John Robinson
John Robinson was born in Melbourne in 1940 and graduated from RMIT with a Diploma of Art in 1962. On completion of his studies Robinson began exhibiting in both solo and group exhibitions, with his first major exhibition of paintings and woodcuts held at Argus Gallery, Melbourne and subsequently at Realities Gallery, Melbourne. In the late 1970s Robinson and others established a lithographic print workshop, Druckma Press, which he managed from 1978 to 1983; he subsequently founded his own press, Lithos Press, which printed editions for many established Australian artists, including John Brack and Fred Williams.
Robinson is perhaps most recognised for his work as a printmaker, although his earliest exhibitions were comprised primarily of photo-realist paintings. By the mid-1970s, however, the imagery in his work had become more abstracted. This exhibition presents a selection of works created in other media – drawing in oilstick and painting. Robinson considered that drawing, painting and printmaking were integral components of his artistic oeuvre, believing these three elements to be inextricably linked and that each cannot exist in art without reference to the other. [Bendigo Art Gallery, 2009].

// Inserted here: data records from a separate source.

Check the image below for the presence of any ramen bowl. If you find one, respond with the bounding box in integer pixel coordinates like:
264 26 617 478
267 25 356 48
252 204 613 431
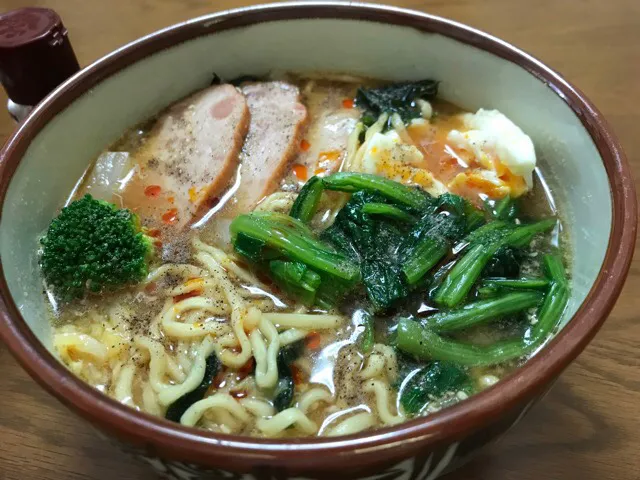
0 2 636 479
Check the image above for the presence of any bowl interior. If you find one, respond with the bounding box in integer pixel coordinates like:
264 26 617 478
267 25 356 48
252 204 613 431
0 14 612 356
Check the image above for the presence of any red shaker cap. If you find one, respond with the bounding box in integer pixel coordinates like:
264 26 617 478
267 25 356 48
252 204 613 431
0 8 80 105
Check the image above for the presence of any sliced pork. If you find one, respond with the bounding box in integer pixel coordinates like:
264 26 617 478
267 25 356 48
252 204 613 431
117 84 250 227
295 80 362 177
225 82 307 216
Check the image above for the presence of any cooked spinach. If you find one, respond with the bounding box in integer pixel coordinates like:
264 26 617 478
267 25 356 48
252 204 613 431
273 341 304 412
165 353 220 423
399 361 471 415
356 80 439 122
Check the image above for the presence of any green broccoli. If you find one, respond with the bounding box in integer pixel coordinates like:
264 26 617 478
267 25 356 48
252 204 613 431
40 195 154 301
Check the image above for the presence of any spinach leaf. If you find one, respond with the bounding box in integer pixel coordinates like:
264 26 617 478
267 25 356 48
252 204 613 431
323 191 408 311
273 341 304 412
165 353 220 423
400 361 471 415
269 260 322 305
356 80 438 122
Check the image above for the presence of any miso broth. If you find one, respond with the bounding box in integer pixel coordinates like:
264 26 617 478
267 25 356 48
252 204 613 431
41 75 569 437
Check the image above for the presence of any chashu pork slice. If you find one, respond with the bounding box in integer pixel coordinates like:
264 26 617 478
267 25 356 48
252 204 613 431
224 81 307 218
121 84 250 228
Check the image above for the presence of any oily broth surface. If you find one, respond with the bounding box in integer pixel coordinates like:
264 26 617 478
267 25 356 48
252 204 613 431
50 74 554 437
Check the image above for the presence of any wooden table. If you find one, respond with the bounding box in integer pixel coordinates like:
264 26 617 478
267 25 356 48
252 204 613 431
0 0 640 480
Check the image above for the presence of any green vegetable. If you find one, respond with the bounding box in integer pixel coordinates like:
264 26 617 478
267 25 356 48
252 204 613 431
40 195 154 301
165 353 220 423
425 292 542 332
322 190 408 311
269 260 322 305
527 254 570 345
401 212 464 285
322 172 431 211
485 196 518 221
273 341 304 412
434 219 557 307
356 80 438 122
396 318 531 366
362 203 416 223
359 310 376 353
482 277 549 290
230 212 360 283
399 361 471 415
289 177 324 223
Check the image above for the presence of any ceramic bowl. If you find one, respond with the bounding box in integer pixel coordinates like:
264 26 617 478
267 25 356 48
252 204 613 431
0 2 636 479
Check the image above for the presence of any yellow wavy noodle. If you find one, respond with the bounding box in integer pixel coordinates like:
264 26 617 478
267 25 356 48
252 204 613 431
296 386 333 413
180 393 251 427
153 337 215 406
364 380 406 425
326 412 376 437
54 233 403 437
196 251 252 368
113 363 138 409
256 408 318 437
250 315 280 390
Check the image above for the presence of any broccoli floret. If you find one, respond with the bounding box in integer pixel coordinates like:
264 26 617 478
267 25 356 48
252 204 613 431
40 195 154 301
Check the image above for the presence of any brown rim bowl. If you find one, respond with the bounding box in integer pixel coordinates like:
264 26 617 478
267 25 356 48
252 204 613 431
0 2 637 476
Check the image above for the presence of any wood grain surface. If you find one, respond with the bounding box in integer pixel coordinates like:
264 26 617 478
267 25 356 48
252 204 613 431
0 0 640 480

Using (a) repertoire of symbolic and expressive elements, John Robinson’s paintings and prints develop richly evocative responses to the nature of the land, of life and of our experience.
Although they possess considerable visual appeal, they are never purely decorative. There is always a departure point, a cue to suggest further contemplation, an invitation to speculate on and to consider the issues that have generated these images and that, embodied in symbol and emotional evocation, are contained within them.
Energy as the ever present, always changing, all embracing factor, to be pursued in a search for truth and meaning, locates these works within the domain of philosophy, a visual parallel to one of the eternal quests, an understanding of the nature of the universe.